The London Hospital stands opposite Whitechapel Underground Station and looks down onthe busy Whitechapel Road. Although we don’t feature it on our Jack the Ripper Tour it is most certainly mentioned several times in the course of the walk.
It was at the London Hospital that Emma Smith died in April 1888. Although Emma was, according to the account she gave to a medic shortly before she died, attacked by a gang and was probably not, therefore, a victim of Jack the Ripper, hers is the first name to appear in the generic Whitechapel Murders file. We actually do pass the spot where she was attacked early on in our Jack the Ripper Walk.

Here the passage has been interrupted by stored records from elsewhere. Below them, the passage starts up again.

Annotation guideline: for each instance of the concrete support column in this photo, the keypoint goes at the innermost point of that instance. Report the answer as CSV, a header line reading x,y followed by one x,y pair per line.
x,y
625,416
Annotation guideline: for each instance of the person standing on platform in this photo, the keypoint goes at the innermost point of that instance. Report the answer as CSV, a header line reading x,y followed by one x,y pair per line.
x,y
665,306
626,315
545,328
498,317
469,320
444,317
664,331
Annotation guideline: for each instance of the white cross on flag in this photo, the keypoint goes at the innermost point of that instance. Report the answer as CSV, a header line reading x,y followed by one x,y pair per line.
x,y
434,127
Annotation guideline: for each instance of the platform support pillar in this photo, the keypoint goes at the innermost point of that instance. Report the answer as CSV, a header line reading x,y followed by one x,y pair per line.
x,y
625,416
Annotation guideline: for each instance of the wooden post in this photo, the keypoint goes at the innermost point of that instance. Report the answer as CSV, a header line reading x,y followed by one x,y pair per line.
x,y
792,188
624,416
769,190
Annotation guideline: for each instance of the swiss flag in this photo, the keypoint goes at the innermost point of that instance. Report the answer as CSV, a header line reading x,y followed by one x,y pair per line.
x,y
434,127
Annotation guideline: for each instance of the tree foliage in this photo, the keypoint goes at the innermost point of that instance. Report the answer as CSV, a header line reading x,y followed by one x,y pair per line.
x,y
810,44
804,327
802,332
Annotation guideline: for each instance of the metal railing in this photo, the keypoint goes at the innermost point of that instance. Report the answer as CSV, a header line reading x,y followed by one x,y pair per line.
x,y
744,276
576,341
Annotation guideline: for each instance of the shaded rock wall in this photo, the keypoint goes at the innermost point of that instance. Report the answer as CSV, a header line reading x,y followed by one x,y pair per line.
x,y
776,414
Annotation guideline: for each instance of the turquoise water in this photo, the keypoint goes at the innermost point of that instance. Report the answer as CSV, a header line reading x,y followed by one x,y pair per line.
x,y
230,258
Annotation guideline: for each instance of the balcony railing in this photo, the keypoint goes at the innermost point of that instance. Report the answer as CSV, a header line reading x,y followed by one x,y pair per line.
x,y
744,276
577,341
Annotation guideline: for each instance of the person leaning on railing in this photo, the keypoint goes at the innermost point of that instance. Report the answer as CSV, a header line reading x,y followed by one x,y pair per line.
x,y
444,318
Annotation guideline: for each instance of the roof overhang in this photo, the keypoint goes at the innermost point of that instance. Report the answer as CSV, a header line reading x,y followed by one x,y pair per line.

It was also to the London Hospital that the kidney sent to Mr George Lusk in October 1888,along with the infamous ‘From Hell’ letter was eventually taken so that it could be examined by the Pathological Curator Dr. Thomas Openshaw. The police wanted him to ascertain whether or not it was the kidney that had been removed from Jack the Ripper’s fourth victim, Catherine Eddowes, who had been murdered on 30th September 1888, and thus that it had been sent by Jack the Ripper.
Despite newspaper reports to the contrary, Dr.Opens haw was of the opinion that, although he thought it to be half of a left human kidney, he was unable to say whether it was from a woman, nor how much time had elapsed since it had been removed from the body.
In the London Hospital Museum, which is free of charge, there is an exhibition that features a copy of the From Hell letter and other memorabilia that covers the various ways in which the London Hospital featured in the Jack the Ripper case.